谷川委員長 御異議なしと認めます。よって、そのように決しました。

    ―――――――――――――

谷川委員長 質疑の申し出がありますので、順次これを許します。石田真敏君。

石田(真)委員 自由民主党の石田真敏でございます。

 衆議院議員として十四年務めさせていただいておりますけれども、初めて文部科学委員会に所属をさせていただきまして、きょうは同僚議員の御理解をいただきまして初めて質問をさせていただきますので、よろしくお願いを申し上げたいと思います。

 この文部科学にかかわって少し勉強させていただきますと、まず感じているのは、非常に課題が多岐にわたっているということ、それから、関係者も非常に多くて、幅広く、非常に深いな、そういう印象を持っているわけであります。それだけに、見ておりますと、やはりスピード感が乏しいかな、あるいは小回りがきかないのではないかな、そういうふうに思うわけでございます。

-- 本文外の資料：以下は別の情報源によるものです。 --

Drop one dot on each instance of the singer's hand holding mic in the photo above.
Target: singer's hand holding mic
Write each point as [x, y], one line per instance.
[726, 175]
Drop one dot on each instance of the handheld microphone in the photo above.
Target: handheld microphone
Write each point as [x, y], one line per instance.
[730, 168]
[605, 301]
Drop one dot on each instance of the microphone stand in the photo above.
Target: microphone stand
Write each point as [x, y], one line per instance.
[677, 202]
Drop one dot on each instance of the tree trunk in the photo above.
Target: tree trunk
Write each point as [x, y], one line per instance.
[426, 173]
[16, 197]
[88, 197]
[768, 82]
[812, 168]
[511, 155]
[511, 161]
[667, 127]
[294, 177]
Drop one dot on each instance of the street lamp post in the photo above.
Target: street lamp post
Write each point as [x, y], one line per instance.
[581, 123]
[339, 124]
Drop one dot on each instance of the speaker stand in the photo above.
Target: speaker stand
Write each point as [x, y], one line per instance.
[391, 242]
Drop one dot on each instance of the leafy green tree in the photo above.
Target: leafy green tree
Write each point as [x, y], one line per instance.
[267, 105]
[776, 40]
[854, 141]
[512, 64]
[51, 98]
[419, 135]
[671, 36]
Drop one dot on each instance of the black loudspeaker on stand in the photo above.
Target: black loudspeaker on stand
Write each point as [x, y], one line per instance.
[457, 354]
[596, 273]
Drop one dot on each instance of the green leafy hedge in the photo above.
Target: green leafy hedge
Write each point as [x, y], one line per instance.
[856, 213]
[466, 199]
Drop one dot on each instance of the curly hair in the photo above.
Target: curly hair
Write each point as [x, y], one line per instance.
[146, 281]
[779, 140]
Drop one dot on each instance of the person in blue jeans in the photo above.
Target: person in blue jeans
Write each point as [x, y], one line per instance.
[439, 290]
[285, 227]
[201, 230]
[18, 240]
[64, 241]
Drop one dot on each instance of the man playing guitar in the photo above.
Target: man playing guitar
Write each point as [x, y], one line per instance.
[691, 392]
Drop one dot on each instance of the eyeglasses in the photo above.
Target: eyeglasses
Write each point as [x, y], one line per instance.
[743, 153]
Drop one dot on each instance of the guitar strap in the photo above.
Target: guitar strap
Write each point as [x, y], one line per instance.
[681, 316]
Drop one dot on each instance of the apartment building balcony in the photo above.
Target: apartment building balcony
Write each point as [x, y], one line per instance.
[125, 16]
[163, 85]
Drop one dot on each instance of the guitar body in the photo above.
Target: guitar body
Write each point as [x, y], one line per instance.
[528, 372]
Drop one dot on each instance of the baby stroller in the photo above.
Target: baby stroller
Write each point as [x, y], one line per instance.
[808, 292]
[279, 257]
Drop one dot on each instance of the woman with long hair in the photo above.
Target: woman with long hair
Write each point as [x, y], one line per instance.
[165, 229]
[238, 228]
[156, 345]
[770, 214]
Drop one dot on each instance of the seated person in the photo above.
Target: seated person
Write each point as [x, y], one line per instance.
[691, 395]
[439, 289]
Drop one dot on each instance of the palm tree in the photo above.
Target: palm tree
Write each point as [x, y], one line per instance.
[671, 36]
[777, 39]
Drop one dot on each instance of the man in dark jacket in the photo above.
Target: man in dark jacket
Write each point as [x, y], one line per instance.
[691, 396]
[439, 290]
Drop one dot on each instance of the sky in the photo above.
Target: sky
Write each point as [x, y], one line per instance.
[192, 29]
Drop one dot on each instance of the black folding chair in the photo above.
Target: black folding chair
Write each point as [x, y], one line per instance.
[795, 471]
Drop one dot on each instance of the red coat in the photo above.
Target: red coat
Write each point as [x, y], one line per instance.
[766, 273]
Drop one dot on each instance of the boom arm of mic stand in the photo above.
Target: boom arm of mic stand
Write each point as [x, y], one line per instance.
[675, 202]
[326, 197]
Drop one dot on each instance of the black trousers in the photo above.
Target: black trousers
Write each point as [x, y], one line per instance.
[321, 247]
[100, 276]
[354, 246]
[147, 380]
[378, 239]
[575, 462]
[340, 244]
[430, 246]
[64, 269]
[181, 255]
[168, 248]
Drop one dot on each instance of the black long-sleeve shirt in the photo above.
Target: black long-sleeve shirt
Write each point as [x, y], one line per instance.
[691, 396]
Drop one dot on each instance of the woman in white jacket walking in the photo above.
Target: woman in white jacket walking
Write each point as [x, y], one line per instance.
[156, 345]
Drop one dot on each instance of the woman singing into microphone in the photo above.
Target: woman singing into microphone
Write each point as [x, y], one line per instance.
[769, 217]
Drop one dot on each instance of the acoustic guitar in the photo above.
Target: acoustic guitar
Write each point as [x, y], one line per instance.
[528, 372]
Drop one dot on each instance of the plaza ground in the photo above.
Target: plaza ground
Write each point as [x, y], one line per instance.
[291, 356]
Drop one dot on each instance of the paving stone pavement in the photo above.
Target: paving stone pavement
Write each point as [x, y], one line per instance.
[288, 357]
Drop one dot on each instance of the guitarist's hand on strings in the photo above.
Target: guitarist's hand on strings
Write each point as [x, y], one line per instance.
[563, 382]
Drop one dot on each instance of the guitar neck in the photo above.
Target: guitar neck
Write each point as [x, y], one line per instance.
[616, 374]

 ただ、子供たちは毎年入学し、そして卒業していく、そういうことを考えますと、やはり、基礎学力をしっかり身につけさせるということ、それから、社会の大きな変化に対応していけるだけの能力、教育というものをしっかり受けさせなければならない、そういうふうに思うわけでございます。

 そういう意味で、いろいろな面で改革に着手されているということについては私は大いに評価をさせていただきたいと思いますけれども、先ほど指摘いたしましたように、スピード感という点、それから、本当に最新の知見に基づいた教育というのがなされているのかという点については、いささか疑問に思うところがございますので、きょうはそういう点を中心に質問をさせていただきたいと思います。

 まず、スピード感という点でありますけれども、文科省では、今、平成三十年から三十四年度を対象にした第三期教育振興計画を策定するために、平成二十六年の十一月に、中央教育審議会に見直しについての諮問をされたということでございます。

 その後のスケジュールというものを見ていきますと、平成二十八年度中に答申を、そして平成二十九年の十二月ごろに閣議決定をということでございますけれども、そうなりますと、もう既に、諮問してから三年たつんですね。

 そして、その答申を受けて閣議決定をして、幼稚園では平成三十年、それから小学校では平成三十二年、中学校では平成三十三年、高校では平成三十四年度、つまり二〇二二年から新学習指導要領で行うというふうにされているわけでございます。平成二十六年に議論がスタートしてから、実施されるのは、幼稚園では四年後、小学校は六年後、中学校では七年後、高校では実に八年後なんですよ。これはいかにもスピード感がないなというふうに私は思います。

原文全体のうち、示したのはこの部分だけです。